To display fine-grained ECMP active next hops, run:

admin@sonic:~$ show fgnhg active-hops
+-----------------+--------------------+
| FG_NHG_PREFIX   | Active Next Hops   |
+=================+====================+
| 100.50.25.12/32 | 200.200.200.4      |
|                 | 200.200.200.5      |
+-----------------+--------------------+
| fc:5::/128      | 200:200:200:200::4 |
|                 | 200:200:200:200::5 |
+-----------------+--------------------+

Policy-based Hashing

Policy-based hashing (PBH) extends Fine Grained ECMP. It provides a custom hashing for specific types of packets based on an inner 5 tuple, such as SRC/DST port, SRC/DST IPv4/IPv6 or IP protocol. It uses ACL rules to calculate and set the ECMP hash.

After you enable it, PBH is automatically configured on all existing ports and port channels in the system.

Only static hashes are currently supported. For additional values, please contact your NVIDIA Mellanox support.
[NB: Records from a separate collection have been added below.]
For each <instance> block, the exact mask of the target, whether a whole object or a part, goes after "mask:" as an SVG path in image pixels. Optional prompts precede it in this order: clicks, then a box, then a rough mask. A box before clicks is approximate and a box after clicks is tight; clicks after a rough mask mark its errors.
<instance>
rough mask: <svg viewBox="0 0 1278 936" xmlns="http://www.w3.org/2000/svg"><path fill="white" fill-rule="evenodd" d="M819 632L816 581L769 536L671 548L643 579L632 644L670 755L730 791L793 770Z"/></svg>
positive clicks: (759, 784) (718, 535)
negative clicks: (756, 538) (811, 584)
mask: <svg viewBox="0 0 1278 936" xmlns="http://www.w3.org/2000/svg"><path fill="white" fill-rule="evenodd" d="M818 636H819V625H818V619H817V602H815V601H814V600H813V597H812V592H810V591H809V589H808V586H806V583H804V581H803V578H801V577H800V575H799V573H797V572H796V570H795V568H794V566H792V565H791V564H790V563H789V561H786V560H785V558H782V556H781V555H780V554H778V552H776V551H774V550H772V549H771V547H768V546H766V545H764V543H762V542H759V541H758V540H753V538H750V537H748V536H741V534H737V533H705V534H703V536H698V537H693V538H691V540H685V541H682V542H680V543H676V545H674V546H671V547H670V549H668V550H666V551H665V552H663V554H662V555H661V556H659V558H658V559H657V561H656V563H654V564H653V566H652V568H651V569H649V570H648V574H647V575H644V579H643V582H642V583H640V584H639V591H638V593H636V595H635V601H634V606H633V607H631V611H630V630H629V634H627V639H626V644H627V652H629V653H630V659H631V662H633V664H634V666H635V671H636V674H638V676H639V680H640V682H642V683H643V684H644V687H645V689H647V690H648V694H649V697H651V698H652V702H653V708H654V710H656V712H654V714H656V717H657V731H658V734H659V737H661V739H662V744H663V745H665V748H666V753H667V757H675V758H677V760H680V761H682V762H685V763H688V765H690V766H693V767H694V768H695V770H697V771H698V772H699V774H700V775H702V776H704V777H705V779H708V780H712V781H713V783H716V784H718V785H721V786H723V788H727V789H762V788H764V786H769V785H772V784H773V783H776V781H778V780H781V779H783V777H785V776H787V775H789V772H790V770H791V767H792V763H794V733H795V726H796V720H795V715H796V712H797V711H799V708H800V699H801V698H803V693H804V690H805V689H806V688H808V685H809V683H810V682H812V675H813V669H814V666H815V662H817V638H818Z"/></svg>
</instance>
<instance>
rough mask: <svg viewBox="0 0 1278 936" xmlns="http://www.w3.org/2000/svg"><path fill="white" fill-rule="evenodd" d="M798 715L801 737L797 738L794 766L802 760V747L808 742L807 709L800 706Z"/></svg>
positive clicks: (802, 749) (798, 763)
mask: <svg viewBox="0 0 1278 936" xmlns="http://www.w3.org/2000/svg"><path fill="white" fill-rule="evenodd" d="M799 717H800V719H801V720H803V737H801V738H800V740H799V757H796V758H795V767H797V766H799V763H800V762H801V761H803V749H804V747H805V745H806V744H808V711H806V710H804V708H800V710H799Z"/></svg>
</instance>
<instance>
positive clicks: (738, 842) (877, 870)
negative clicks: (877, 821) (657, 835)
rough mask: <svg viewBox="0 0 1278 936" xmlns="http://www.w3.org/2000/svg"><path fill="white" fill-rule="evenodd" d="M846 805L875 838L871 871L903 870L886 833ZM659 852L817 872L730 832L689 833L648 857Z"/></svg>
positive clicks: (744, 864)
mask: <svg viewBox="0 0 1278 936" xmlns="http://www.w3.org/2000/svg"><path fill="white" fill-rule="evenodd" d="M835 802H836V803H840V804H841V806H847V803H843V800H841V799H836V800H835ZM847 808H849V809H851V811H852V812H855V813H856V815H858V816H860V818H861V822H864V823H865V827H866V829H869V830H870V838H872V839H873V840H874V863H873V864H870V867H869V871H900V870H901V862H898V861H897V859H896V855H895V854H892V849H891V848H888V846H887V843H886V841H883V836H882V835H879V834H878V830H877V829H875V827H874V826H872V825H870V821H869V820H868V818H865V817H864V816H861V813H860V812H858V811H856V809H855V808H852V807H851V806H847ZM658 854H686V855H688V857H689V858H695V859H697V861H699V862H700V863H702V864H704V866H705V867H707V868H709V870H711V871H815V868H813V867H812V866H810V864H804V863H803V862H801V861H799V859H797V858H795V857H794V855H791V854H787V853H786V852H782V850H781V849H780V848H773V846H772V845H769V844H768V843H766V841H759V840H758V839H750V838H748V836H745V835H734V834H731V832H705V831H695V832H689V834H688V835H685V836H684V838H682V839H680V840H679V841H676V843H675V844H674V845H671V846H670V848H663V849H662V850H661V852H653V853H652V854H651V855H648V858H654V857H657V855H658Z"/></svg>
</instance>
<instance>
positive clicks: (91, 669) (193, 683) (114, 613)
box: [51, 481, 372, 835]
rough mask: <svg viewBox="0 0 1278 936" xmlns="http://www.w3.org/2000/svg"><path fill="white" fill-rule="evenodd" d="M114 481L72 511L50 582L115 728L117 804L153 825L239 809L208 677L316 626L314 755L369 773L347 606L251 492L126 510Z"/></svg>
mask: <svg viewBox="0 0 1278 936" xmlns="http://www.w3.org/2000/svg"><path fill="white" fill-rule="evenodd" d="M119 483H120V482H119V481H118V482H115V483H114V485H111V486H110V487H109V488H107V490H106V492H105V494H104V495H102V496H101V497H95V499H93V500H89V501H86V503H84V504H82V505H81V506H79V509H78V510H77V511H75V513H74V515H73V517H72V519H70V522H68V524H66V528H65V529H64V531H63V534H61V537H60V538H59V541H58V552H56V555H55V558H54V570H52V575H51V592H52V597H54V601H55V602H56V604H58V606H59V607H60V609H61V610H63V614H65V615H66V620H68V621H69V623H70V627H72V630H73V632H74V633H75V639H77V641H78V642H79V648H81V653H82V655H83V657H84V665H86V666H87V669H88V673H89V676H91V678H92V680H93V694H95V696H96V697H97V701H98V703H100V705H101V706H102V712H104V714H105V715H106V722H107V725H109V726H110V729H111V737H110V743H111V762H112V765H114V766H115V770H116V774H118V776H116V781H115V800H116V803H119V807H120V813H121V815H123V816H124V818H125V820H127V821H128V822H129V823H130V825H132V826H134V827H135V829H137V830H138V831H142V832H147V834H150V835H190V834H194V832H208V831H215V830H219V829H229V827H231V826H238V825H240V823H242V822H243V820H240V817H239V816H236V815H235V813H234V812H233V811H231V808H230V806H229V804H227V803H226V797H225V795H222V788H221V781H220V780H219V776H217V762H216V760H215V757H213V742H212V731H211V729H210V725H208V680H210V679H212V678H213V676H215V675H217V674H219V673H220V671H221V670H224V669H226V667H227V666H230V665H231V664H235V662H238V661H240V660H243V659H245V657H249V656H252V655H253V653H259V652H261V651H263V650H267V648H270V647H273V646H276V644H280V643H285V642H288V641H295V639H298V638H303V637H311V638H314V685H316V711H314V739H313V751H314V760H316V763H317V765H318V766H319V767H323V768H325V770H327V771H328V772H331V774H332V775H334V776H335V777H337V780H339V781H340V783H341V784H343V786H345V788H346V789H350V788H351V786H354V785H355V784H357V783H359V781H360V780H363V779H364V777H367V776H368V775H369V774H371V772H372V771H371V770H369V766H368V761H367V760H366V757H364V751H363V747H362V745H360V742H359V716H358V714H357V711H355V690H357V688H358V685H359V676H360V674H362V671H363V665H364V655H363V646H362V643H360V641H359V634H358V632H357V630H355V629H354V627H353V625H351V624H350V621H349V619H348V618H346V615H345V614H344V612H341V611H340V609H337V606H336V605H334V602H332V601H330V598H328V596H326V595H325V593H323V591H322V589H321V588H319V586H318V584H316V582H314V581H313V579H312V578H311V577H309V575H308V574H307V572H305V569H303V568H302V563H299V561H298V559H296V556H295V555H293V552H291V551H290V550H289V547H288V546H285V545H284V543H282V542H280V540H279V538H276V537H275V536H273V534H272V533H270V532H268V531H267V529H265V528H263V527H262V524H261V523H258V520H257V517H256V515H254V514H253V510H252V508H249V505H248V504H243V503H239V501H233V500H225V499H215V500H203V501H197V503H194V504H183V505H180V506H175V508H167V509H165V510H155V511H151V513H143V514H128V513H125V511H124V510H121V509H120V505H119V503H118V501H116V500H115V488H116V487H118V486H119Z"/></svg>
PBH is disabled by default. To enable it, add the following key/value in the SAI XML for the relevant SKU you wish to use:

<pbhash_gre><value></pbhash_gre>

Example:

admin@switch:~$ sudo vi /usr/share/sonic/device/x86_64-mlnx_msn3800-r0/ACS-MSN3800/sai_3800.xml

<?xml version="1.0"?> 
<root> 
    <platform_info type="3800"> 
        <!-- Device MAC address  --> 
        <device-mac-address>00:02:03:04:05:00</device-mac-address> 
        <!-- Enable PBH static --> 
        <pbhash_gre>100</pbhash_gre> 
...

PBH is supported only on NVIDIA Spectrum 2 and Spectrum 3 ASICs. It is not available on NVIDIA Spectrum 1 switches and switches from other vendors.